Argomento delicato questo del web e dell’e-commerce perché costringe la commissaria europea Biénkowska a confrontarsi con i giganti del commercio elettronico, per esempio Amazon, che al momento – cioè stando alla vecchia direttiva del 2004 – non sono responsabili di eventuali prodotti contraffatti distribuiti attraverso le loro piattaforme.
Invece, scrivono gli 80 capi-azienda, è proprio internet il fronte meno presidiato nella lotta ai pirati dei marchi sempre più agguerriti (lo dimostrano i dati Ocse) e sempre più spregiudicati (sia dal punto di vista industriale e tecnologico sia dal punto di vista finanziario). «Abbiamo il sospetto» incalza Galaski della Centromarca europea «che l’industria della contraffazione alimenti anche i flussi finanziari che portano ai grandi network criminali».
Per questo è indispensabile – così conclude la lettera degli Ottanta – che Bruxelles innovi radicalmente il quadro giuridico e metta in capo a tutti i soggetti della filiera, dalla produzione alla distribuzione, precisi obblighi di controllo.
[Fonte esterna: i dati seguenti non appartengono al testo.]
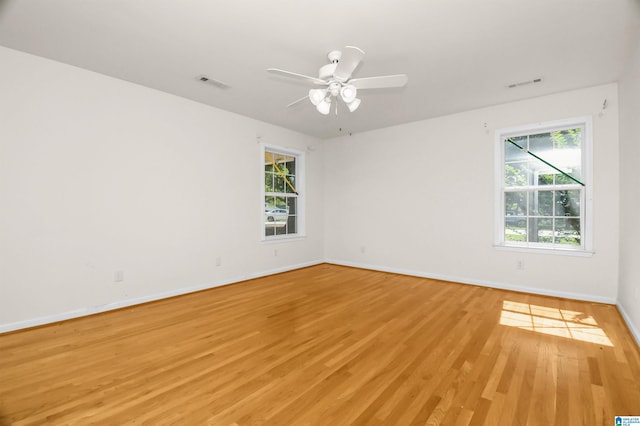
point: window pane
(515, 203)
(568, 231)
(568, 203)
(544, 230)
(516, 174)
(544, 203)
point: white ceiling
(458, 54)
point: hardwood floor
(328, 345)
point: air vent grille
(213, 82)
(525, 83)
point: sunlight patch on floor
(553, 321)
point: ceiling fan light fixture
(348, 93)
(324, 107)
(353, 105)
(317, 95)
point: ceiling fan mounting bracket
(334, 56)
(326, 71)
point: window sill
(284, 238)
(541, 250)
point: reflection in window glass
(542, 188)
(281, 194)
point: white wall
(419, 198)
(629, 292)
(99, 175)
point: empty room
(320, 213)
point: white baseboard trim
(634, 331)
(482, 283)
(76, 313)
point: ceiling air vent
(213, 82)
(525, 83)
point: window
(544, 194)
(281, 195)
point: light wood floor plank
(328, 345)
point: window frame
(299, 186)
(586, 200)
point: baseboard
(634, 331)
(77, 313)
(482, 283)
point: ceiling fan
(335, 77)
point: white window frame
(300, 188)
(586, 204)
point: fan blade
(298, 101)
(296, 75)
(348, 62)
(380, 82)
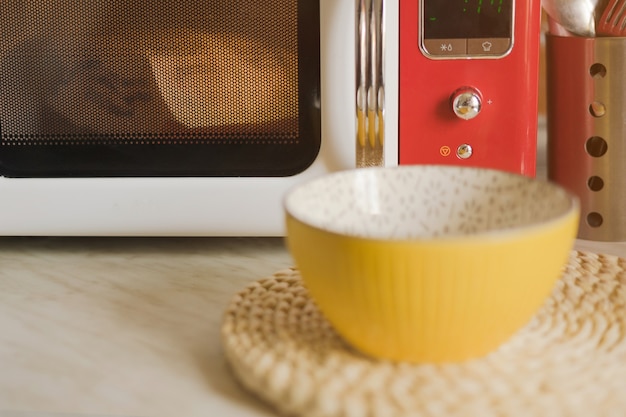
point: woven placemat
(570, 360)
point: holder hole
(594, 219)
(597, 109)
(595, 183)
(596, 146)
(597, 70)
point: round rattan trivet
(570, 360)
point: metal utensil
(612, 22)
(576, 16)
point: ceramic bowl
(429, 263)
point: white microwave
(194, 117)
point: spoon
(576, 16)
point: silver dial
(466, 103)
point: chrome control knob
(466, 103)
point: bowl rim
(573, 208)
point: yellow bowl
(429, 263)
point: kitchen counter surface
(129, 326)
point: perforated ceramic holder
(586, 130)
(570, 360)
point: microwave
(194, 117)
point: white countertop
(124, 327)
(129, 327)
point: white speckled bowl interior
(413, 202)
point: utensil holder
(586, 98)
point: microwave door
(159, 88)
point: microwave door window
(159, 88)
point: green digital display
(466, 19)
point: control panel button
(488, 46)
(464, 151)
(445, 47)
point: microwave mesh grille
(148, 71)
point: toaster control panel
(466, 28)
(461, 63)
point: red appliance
(468, 85)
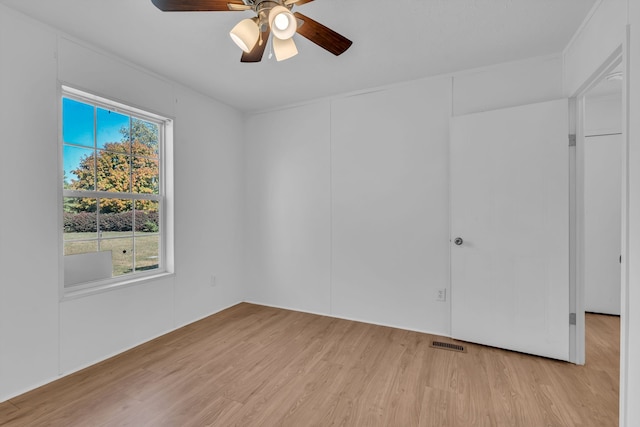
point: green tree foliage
(130, 165)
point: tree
(130, 165)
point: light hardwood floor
(258, 366)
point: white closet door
(510, 208)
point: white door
(510, 208)
(602, 241)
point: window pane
(116, 218)
(74, 248)
(147, 250)
(113, 131)
(147, 216)
(114, 172)
(77, 122)
(121, 254)
(80, 218)
(79, 168)
(144, 138)
(146, 176)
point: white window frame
(164, 196)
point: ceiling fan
(272, 17)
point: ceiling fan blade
(195, 5)
(258, 50)
(323, 36)
(238, 7)
(296, 2)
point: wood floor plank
(260, 366)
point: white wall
(288, 208)
(631, 326)
(347, 198)
(41, 337)
(602, 202)
(28, 230)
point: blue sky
(78, 129)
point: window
(113, 191)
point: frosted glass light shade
(245, 34)
(282, 22)
(284, 49)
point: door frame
(577, 188)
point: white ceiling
(393, 40)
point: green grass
(121, 245)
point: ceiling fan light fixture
(284, 49)
(245, 34)
(282, 22)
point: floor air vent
(448, 346)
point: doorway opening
(599, 157)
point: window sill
(71, 293)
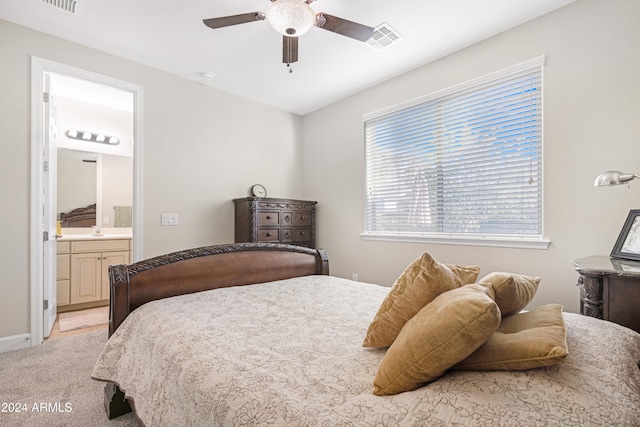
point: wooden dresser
(610, 289)
(275, 220)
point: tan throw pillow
(528, 340)
(422, 281)
(513, 291)
(444, 332)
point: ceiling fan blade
(227, 21)
(344, 27)
(289, 49)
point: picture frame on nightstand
(628, 244)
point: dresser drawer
(302, 219)
(269, 218)
(301, 234)
(269, 235)
(286, 235)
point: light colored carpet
(83, 318)
(58, 375)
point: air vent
(70, 6)
(383, 36)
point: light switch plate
(169, 219)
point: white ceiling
(246, 59)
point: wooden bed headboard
(206, 268)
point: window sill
(464, 240)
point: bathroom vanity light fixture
(614, 178)
(93, 137)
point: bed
(192, 344)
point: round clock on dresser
(258, 190)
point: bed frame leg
(114, 401)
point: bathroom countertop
(70, 237)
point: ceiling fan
(293, 18)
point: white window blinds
(463, 161)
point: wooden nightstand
(610, 289)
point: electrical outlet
(169, 219)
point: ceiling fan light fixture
(291, 17)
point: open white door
(50, 177)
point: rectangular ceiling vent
(70, 6)
(383, 36)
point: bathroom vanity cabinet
(82, 270)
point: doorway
(44, 74)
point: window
(462, 163)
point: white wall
(591, 111)
(202, 148)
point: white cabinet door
(86, 277)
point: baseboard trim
(15, 342)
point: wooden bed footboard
(196, 270)
(206, 268)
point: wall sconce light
(93, 137)
(614, 178)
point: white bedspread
(289, 353)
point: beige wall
(591, 124)
(202, 148)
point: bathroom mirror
(94, 189)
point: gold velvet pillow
(422, 281)
(444, 332)
(513, 291)
(528, 340)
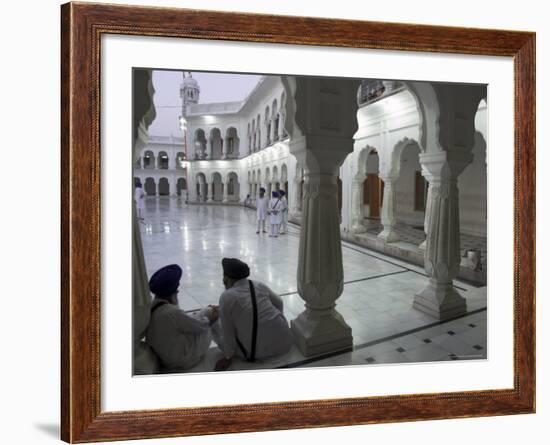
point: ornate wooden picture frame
(82, 27)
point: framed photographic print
(278, 222)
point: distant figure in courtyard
(275, 211)
(251, 324)
(179, 340)
(284, 221)
(139, 197)
(261, 210)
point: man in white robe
(242, 302)
(275, 211)
(179, 339)
(139, 197)
(284, 221)
(261, 210)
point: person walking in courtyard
(139, 197)
(275, 212)
(261, 210)
(284, 219)
(251, 324)
(179, 340)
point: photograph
(286, 221)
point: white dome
(189, 82)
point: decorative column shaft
(296, 198)
(442, 252)
(320, 328)
(388, 216)
(357, 225)
(225, 189)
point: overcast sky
(215, 87)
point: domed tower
(189, 92)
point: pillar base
(358, 228)
(320, 333)
(389, 236)
(440, 301)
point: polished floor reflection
(376, 302)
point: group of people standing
(248, 323)
(276, 209)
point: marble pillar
(388, 215)
(295, 211)
(320, 328)
(357, 216)
(225, 189)
(442, 253)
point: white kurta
(180, 340)
(285, 209)
(236, 315)
(261, 208)
(139, 196)
(275, 211)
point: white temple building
(403, 163)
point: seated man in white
(180, 340)
(251, 316)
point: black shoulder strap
(254, 322)
(162, 303)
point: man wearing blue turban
(179, 339)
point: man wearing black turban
(179, 339)
(251, 324)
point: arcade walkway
(376, 302)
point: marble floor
(415, 235)
(376, 302)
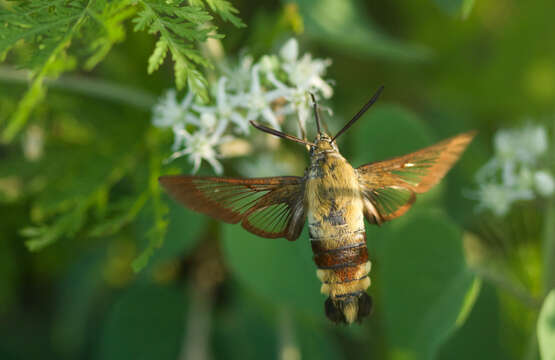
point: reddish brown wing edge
(416, 172)
(234, 200)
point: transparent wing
(389, 186)
(268, 207)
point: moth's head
(322, 143)
(349, 309)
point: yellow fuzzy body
(336, 222)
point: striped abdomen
(343, 268)
(336, 228)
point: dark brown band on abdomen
(345, 257)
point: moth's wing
(389, 187)
(269, 207)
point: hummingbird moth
(334, 197)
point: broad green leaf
(184, 232)
(343, 25)
(243, 330)
(146, 322)
(546, 327)
(316, 342)
(469, 341)
(80, 290)
(426, 286)
(387, 131)
(455, 7)
(280, 271)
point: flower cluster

Per la verità, a dicembre 2015, la commissaria polacca aveva lanciato la solita «consultation publique», cioè una consultazione allargata a tutti gli attori del mercato (industria e distribuzione), in vista della revisione della direttiva Ipred. Poi tutto si è fermato a giugno 2016 in coincidenza con l’invito della Commissione agli operatori internet a dotarsi di un «Memorandum of understanding», insomma di darsi un codice di autoregolamentazione anti-contraffazione. Non basta, scrivono le aziende che ora aspettano da Juncker una risposta. A stretto giro di posta (elettronica).